Virginia passed whistleblower protections for private hospital employees in 2003, and later extended those protections to employees at private nursing homes and assisted living centers. Generally, such laws state that employees who report their concerns about patient safety to state or other government agencies cannot be retaliated against, according to Leslie Herdegen Rohrer, a lobbyist with Macaulay & Burtch, PC, who works with the Virginia Nurses Association (VNA).
VNA periodically takes calls from nurses who seek advice about speaking out on patient care issues, but Herdegen Rohrer says she knows of no nurse who has gone to court using the whistleblower law.

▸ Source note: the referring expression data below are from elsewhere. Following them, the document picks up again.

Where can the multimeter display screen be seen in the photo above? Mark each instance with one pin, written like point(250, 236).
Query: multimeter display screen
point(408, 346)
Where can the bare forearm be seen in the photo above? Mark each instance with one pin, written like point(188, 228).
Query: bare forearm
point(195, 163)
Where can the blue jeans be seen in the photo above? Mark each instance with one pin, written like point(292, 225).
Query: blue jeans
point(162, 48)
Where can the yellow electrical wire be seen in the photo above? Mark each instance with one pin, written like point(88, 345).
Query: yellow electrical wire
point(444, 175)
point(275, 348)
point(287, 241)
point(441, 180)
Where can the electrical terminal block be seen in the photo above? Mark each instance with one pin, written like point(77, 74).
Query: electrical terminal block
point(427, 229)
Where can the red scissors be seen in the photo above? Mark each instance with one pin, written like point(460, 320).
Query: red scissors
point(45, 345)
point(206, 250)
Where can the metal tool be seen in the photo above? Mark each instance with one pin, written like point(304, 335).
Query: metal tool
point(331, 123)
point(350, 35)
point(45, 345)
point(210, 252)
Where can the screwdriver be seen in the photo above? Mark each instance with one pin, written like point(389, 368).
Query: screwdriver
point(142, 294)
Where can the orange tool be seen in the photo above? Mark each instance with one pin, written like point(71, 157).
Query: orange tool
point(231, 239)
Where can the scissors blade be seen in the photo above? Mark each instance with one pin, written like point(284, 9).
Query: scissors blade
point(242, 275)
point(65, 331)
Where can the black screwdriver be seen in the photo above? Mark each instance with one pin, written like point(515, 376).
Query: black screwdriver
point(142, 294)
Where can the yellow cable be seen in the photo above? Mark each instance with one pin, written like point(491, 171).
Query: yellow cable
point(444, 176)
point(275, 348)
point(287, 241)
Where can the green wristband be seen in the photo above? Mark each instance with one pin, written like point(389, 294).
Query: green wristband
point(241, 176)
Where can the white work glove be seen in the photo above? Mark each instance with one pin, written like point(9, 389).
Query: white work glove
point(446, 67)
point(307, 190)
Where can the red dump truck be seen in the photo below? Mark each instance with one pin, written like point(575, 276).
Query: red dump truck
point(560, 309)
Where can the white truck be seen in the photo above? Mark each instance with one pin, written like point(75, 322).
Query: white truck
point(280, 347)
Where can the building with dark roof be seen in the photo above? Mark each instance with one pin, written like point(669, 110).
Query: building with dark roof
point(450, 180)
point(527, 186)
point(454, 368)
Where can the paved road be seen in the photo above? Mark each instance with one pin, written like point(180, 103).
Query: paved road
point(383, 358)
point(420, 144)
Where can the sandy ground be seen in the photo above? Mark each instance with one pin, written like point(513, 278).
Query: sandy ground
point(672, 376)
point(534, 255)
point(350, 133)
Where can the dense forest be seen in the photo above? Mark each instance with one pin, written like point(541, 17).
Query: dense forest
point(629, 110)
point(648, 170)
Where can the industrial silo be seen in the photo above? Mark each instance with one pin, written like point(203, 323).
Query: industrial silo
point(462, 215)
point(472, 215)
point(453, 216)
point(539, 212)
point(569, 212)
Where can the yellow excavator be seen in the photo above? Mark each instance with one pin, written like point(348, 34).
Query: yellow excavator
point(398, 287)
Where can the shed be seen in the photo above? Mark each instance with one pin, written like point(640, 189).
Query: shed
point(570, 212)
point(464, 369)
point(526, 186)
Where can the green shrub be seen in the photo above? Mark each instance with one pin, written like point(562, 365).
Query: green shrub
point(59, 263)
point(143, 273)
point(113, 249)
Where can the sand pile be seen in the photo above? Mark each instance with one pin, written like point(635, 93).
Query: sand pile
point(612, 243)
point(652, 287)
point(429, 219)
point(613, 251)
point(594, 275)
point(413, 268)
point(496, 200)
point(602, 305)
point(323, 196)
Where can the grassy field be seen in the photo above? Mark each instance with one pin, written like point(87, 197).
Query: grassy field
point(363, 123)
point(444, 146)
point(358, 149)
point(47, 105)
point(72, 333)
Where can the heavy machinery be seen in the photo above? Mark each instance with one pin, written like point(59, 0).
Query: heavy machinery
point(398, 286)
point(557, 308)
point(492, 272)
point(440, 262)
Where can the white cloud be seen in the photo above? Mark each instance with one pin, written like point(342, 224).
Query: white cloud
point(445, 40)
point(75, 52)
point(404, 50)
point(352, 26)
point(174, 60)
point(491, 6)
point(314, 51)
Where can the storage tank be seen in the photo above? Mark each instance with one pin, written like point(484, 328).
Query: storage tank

“My hunch is that this law has given healthcare facilities an added impetus to rectify situations internally and to not retaliate against employees who raise concerns,” Herdegen Rohrer says. “I also suspect that because nursing jobs are easier to come by, some nurses who can’t get a situation resolved just go work someplace else. Other nurses keep working harder to fill the gaps, which doesn’t really solve the problem.”
In terms of advice, Herdegen Rohrer says, “We always tell nurses to first try going through the internal process that’s designed to hear and investigate patient care concerns. Using the whistleblower law ought to be the last step.
“We also suggest they contact a lawyer before blowing the whistle, because state or various federal laws can apply,” she adds. Proving retaliation also can be difficult.
Polifroni notes that sometimes nurses’ fears of retaliation are more grounded in perception than reality. And over the years, she’s fielded calls from nurses who talk about their patient concerns versus their fear of taking action.
“I always ask them, if that person were a family member, would they advocate for him?” Polifroni says. “If the answer is yes, they know what they have to do.”

Susan Trossman is the senior reporter in ANA’s Communications Department.